Agrawal: There are only five levels of automated vehicles, I don’t exactly know which level means what, but from what I hear level four is literally a driverless car that will come pick you up and drop you off. Right now, still for the last mile we need humans behind the wheel, but as we go higher in levels that goes away and these vehicles become completely autonomous. All of this obviously will need to be regulated. For example, if I own a self-driving vehicle that crashes into someone else’s, but it wasn’t my mistake, that was the software’s mistake, who is to be blamed? It’s also a big security question, if someone hacks into the system they can literally crash and have cars jump off highways…. we’ll see new ways of terrorist attacks. All of that needs regulation from a security aspect. Now there are some high-profile figures arguing we should regulate all of AI, I really don’t think there’s a need for that. I think AI that is just software, and that’s just literally helping humans do their jobs better: data entry, data cleaning. You don’t need to regulate that, how would you even go about regulating that? I don’t know. The part of AI that absolutely needs to be regulated is AI that becomes hardware and can walk and talk and be out in the world interacting with humans, because now it has the ability to hurt humans and change the environment, and the government is working on regulating that. Just AI in general, I don’t think that needs to be regulated. It will only hurt research and the progress of science and won’t be good for society.
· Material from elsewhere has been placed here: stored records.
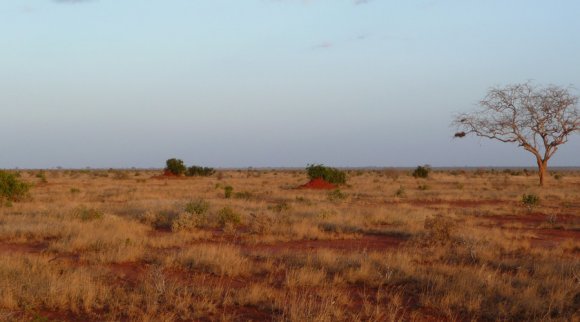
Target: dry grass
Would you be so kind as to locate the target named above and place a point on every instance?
(118, 245)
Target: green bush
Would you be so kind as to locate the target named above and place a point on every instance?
(331, 175)
(422, 172)
(175, 166)
(11, 188)
(42, 176)
(401, 192)
(228, 216)
(198, 207)
(197, 171)
(530, 201)
(336, 195)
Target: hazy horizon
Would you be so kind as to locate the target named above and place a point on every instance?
(270, 83)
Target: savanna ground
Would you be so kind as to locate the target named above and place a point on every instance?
(123, 246)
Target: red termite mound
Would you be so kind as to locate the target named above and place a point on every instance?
(318, 183)
(167, 175)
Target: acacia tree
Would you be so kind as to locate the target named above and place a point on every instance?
(539, 119)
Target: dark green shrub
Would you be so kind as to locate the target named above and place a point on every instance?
(530, 201)
(331, 175)
(401, 192)
(175, 166)
(198, 207)
(197, 171)
(280, 207)
(228, 190)
(42, 176)
(228, 216)
(11, 188)
(336, 195)
(422, 172)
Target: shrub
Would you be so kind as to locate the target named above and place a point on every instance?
(198, 207)
(228, 216)
(401, 192)
(42, 176)
(228, 190)
(11, 188)
(185, 222)
(197, 171)
(422, 172)
(331, 175)
(280, 207)
(175, 166)
(530, 201)
(336, 195)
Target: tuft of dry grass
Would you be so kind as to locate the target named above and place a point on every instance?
(110, 245)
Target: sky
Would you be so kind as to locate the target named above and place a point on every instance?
(271, 83)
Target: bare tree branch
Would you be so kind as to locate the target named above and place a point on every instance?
(537, 119)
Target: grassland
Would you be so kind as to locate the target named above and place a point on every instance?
(458, 246)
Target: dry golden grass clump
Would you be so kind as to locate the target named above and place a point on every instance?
(125, 246)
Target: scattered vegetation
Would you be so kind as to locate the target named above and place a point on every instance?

CJLPP: I know you talked about AI and its influence beyond the sphere of the legal field and leading into politics as a governing body. Where do you feel like AI will seep into next? Where do you think it’s not appropriate or effective? Additionally, do you think AI is a cure-all for human caused error? How do you see AI with regards to human relationships?
Agrawal: It’s very hard to say because “most effective” is very relative. I think there are three purposes of AI, there could be more of course, but these are the ones that I see. First, of course, automation. Any task that humans are doing that’s monotonous, non-creative, you bring in AI to automate it. Another thing I think is… I don’t have the right phrase but I’m calling it self-realization. AI that helps us discover where we came from, laws of nature, or the process of evolution. The third purpose is accelerating creatively. Certainly, I see a lot of mathematicians who didn’t used to use computers and now do. One thing that machines can do really well is create a lot of combinations. If we define creativity as discovering new sets of combinations of a given set of objects, then actually machines are in a lot of ways more creative than humans. Now researchers use machines to produce a set of combinations and then look at sets and decide which ones are appropriate. That’s obviously accelerating creativity, because for them to get to this place without machines would have taken a much longer time. I think that’s a third purpose of AI. One could argue which is most effective versus the other. In our day-to-day lives automation is very effective. For bigger progress of science, accelerating creativity. To look into the past understanding where we came from I think AI would be effective in helping us simulate evolution, and then we can see which of these simulations ends up producing the world that we live in. If we are able to find that simulation that is governed by certain set of physical laws, we would have discovered how we came into being, so that’s also very effective. It has the potential to affect our understanding of the past, obviously it’s affecting the present, but it can also affect the future.
CJLPP: That you so much for speaking with us. We really appreciate it.